The Holes Binding Us Together - Cover

The Holes Binding Us Together

Copyright© 2020 by Vincent Berg

01: Trusting Those We Fear

Preface

As a reader I loathe introductions...
Introductions inhibit pleasure,
they kill the joy of anticipation,
they frustrate curiosity.

Harper Lee

I’ve struggled with this book, without writing a word, for much of my life. Having lived and worked in Chicago and Manhattan, I witnessed thousands of homeless children forced to sell their bodies to survive, and the utter indifference of everyone to their plight. I’ve also had several discussions with the same ‘helpful’ pedophiles described in the story. The issues weighed on my mind and has been brewing for decades.

It’s a story which demanded a different approach: one told from a child’s perspective, yet not presented as a typical children’s tale. Thus, this is more of a children’s book for adults, focusing on adult themes with nothing explicit aside from a few stray profanities befitting the characters. It doesn’t focus on the depraved acts of abuse, but on how those affected cope. Using fantasy elements allows readers to consider the topic without relying on traditional perspectives.

Pulling my recollections into a novel was especially challenging, as the timeline presented challenges.
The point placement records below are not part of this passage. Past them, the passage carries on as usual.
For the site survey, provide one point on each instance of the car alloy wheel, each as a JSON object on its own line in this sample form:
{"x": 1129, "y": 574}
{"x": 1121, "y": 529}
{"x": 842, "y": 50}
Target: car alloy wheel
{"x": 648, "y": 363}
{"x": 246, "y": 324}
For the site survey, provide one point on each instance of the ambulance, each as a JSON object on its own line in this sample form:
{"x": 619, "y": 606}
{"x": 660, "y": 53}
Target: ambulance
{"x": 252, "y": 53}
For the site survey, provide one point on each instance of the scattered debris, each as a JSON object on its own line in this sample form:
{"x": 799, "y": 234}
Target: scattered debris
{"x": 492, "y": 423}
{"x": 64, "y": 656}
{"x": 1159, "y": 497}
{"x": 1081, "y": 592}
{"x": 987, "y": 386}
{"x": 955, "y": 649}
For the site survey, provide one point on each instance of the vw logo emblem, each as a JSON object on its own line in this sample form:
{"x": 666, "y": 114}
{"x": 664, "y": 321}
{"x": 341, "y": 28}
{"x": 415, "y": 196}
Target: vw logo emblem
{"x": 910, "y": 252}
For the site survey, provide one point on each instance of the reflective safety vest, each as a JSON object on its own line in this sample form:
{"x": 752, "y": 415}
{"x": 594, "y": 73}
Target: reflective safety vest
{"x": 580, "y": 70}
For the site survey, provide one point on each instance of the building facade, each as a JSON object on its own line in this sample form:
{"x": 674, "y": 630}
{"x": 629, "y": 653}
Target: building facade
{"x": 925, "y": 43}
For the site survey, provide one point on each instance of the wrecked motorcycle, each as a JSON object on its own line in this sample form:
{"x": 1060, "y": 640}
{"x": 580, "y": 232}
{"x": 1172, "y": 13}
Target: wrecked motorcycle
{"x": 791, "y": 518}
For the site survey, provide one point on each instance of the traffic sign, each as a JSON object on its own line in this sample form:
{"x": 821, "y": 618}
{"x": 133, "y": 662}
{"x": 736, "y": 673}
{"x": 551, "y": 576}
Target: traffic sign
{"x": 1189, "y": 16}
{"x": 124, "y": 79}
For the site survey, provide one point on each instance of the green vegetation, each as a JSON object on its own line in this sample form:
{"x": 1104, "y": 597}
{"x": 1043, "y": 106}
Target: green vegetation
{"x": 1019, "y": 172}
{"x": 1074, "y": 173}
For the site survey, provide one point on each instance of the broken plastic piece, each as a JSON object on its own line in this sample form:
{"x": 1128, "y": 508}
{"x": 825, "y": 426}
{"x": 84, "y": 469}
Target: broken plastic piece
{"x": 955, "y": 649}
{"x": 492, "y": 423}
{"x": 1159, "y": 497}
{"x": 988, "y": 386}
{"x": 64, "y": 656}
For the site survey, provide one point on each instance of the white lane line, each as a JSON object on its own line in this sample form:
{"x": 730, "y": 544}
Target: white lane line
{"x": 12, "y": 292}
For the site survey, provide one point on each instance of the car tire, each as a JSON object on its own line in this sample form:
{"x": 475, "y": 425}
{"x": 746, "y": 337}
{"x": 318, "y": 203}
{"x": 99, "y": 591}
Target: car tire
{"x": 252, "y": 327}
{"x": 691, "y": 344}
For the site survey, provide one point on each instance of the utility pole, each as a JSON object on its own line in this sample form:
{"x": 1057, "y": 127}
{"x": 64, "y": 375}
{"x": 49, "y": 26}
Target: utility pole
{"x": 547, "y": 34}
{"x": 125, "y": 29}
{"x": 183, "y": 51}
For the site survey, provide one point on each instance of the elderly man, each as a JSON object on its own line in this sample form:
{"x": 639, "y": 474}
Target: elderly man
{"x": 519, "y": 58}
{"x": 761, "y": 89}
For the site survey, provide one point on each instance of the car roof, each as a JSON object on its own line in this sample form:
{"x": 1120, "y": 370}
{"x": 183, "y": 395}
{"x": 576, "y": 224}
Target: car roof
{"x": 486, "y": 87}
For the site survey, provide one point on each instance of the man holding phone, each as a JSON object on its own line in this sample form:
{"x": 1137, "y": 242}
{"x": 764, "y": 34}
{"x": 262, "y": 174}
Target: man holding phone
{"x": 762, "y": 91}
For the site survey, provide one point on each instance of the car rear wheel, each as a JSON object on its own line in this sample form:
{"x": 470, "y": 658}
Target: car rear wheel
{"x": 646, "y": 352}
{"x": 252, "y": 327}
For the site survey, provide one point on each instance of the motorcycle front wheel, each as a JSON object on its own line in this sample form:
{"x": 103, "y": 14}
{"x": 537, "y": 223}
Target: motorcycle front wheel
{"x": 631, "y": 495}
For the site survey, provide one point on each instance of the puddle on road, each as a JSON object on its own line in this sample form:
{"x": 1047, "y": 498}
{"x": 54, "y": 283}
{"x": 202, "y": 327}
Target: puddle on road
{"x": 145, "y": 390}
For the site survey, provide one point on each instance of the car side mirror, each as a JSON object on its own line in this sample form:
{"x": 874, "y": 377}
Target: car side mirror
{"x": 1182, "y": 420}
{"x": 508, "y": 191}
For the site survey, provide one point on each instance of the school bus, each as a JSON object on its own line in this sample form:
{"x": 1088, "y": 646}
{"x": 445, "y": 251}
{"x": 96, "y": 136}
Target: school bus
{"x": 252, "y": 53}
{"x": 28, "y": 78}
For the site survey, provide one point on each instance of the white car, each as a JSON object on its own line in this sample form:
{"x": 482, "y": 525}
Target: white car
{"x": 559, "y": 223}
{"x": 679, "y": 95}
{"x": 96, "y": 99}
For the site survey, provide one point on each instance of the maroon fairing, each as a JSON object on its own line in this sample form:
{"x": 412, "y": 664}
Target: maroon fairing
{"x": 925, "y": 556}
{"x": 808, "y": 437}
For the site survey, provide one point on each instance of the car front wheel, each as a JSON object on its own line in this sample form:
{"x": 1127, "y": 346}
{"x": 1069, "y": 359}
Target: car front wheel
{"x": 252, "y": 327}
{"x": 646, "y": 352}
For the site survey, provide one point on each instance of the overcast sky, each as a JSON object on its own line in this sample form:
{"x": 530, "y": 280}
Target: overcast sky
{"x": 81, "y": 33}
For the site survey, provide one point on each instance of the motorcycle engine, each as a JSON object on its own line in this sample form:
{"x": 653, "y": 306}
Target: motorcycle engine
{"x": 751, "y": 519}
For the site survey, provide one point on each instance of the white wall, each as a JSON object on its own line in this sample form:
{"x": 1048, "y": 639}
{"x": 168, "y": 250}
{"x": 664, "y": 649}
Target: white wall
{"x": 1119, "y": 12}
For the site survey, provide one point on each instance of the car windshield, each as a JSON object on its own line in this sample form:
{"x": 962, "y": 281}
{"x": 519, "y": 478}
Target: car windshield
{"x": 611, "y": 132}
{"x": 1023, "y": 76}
No longer living in either city and without contact with the kids or those supporting or abusing them, I’m unfamiliar with how the practices evolved.

I also didn’t want to dump the characters into the Manhattan of the ‘80s and ‘90s, when so many were infected with and died from AIDS. It would put an entirely different perspective on ‘Pretty’ Paul’s role in the story. Thus, I crafted an alternate universe, where the video parlors persist into the modern age, and AIDS never became the polarizing and deadly influence it remains.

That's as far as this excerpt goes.